Cap sur les batteries du futur !
Trois questions à Séverine Jouanneau, chef du Département de l’électricité et de l’hydrogène pour les transports (DEHT) du CEA-Liten.
Comment se positionne le CEA-Liten en support de la filière batteries ?
S. J. : Le CEA-Liten s’inscrit dans une dynamique impulsée en Europe pour soutenir la filière batteries, en jouant un rôle d’accompagnement en R&D pour les industriels sur toute la chaîne de valeur. Nous travaillons notamment sur l’amélioration des matériaux pour les électrodes, des procédés de fabrication, des électrolytes et des chimies, et jusqu’à la mise en œuvre des technologies développées et leur évaluation sur des prototypes de cellules. Côté matériaux, nous cherchons, par exemple, à améliorer les composants lamellaires des électrodes positives afin de réduire la quantité de cobalt, et donc leur impact environnemental. Dans tous les cas, il s’agit de caractériser finement les phénomènes qui se produisent aux interfaces afin de les optimiser, ce qui est crucial pour les performances.
Quels sont les résultats marquants de l’année 2020 ?
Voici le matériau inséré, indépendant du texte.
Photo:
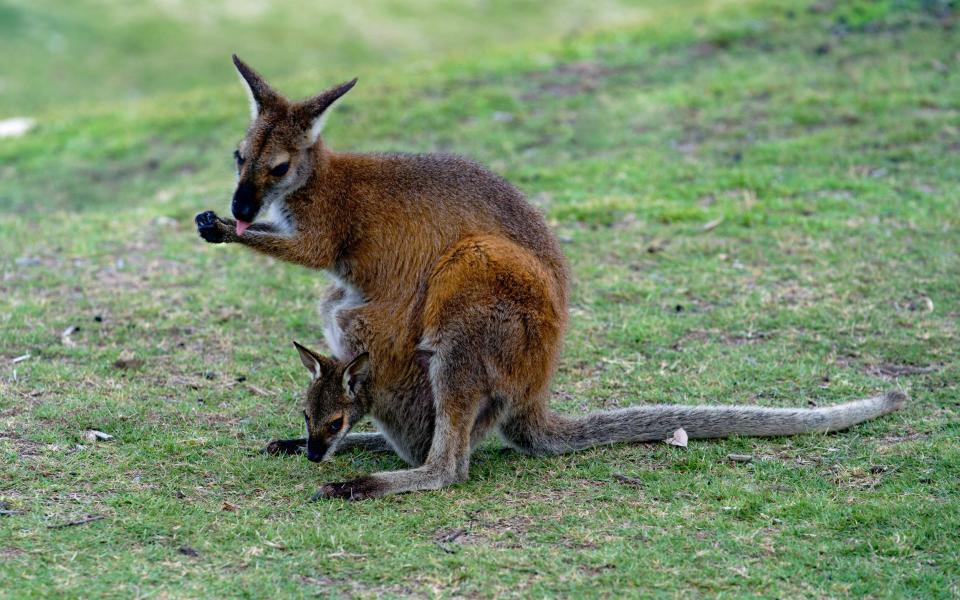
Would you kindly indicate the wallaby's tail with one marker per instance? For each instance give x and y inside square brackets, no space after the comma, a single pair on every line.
[553,433]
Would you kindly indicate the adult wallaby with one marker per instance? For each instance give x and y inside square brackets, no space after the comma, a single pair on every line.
[457,290]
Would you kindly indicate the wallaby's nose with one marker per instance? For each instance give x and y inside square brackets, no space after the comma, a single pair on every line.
[245,205]
[312,454]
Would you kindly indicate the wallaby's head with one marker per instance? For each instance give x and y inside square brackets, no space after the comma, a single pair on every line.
[336,400]
[274,158]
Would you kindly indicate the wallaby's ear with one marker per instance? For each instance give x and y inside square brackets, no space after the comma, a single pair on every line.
[356,373]
[311,360]
[259,92]
[313,111]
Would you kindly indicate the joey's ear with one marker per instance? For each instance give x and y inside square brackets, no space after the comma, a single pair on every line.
[313,111]
[356,373]
[311,360]
[259,92]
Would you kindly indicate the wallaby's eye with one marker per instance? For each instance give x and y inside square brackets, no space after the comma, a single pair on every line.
[280,169]
[335,425]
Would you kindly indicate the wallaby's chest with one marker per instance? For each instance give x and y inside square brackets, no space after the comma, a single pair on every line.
[337,310]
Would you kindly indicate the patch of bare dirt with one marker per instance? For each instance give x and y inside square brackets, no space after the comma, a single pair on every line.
[718,336]
[889,370]
[909,435]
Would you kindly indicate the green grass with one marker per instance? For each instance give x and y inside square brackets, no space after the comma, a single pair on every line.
[825,137]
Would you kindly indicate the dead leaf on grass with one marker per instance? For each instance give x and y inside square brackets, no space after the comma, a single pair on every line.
[679,438]
[128,360]
[65,336]
[94,435]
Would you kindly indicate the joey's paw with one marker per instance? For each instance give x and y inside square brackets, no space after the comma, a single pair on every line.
[356,489]
[208,226]
[282,448]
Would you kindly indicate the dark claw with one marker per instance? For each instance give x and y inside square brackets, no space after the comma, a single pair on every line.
[208,227]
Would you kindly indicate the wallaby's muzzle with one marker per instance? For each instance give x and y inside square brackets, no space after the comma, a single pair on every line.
[245,205]
[315,454]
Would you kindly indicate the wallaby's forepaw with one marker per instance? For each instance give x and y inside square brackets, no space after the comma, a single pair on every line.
[361,488]
[208,226]
[283,447]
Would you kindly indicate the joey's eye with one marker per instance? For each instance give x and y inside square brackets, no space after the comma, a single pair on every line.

S. J. : En 2020, nous avons réussi à produire et à mettre en œuvre les premières électrodes par extrusion plutôt que par enduction ! Ce procédé permet de s’affranchir de l’utilisation de solvants toxiques et difficiles à retraiter. Nous avons été jusqu’à la réalisation de premières cellules et les tests de leurs performances laissent entrevoir des résultats à la hauteur des attentes. Côté matériaux, nous avons identifié plusieurs pistes de travail pour développer des électrolytes hybrides voire solides. Par rapport aux électrolytes liquides actuels, ils permettent de concevoir des cellules beaucoup plus compactes et plus sûres. Enfin, concernant les électrodes, nous avons amélioré les performances des matériaux existants et sélectionné ceux qui seront intégrés dans les premières batteries lithium-ion de 3e génération qui sortiront des usines françaises en 2023-2024.
Quels sont les défis à venir ?
S. J. : La 3e génération étant à peu près prête, nous allons concentrer nos efforts sur les suivantes. Pour la 4e génération, nous avons déjà identifié des électrolytes candidats : il faut maintenant sélectionner et mettre en œuvre celui ou ceux qui permettront d’atteindre les performances industrielles visées. Quelques verrous restent à lever, comme la maîtrise des interfaces au sein d’une batterie « tout solide », pour maintenir de bonnes conductions ionique et électronique. Pour les suivantes, nous travaillons, par exemple, sur des technologies en rupture comme la chimie lithium-soufre qui permettrait de passer encore un gap en termes de performances. Ces recherches, et les développements futurs, seront orientés par les impacts environnementaux du cycle de vie et du recyclage de ces produits. Et ce dès le choix des composants et des procédés, ou encore de la conception.
CEA-Liten : institut de la Direction de la recherche technologique dédié à la création de solutions en réponse aux enjeux climatiques, énergétiques et environnementaux.
Enduction : Traitement de surface qui consiste à appliquer un revêtement généralement liquide sur un support (papier, textile, film plastique, métal, etc.), suivi d'un séchage et éventuellement d'une réticulation (formation d’un ou plusieurs réseaux tridimensionnels par voie chimique ou physique).
3e génération : La 3e génération de batteries lithium-ion (et les suivantes) améliore les performances, notamment en termes de capacités de stockage d’énergie, des deux premières générations actuellement commercialisées.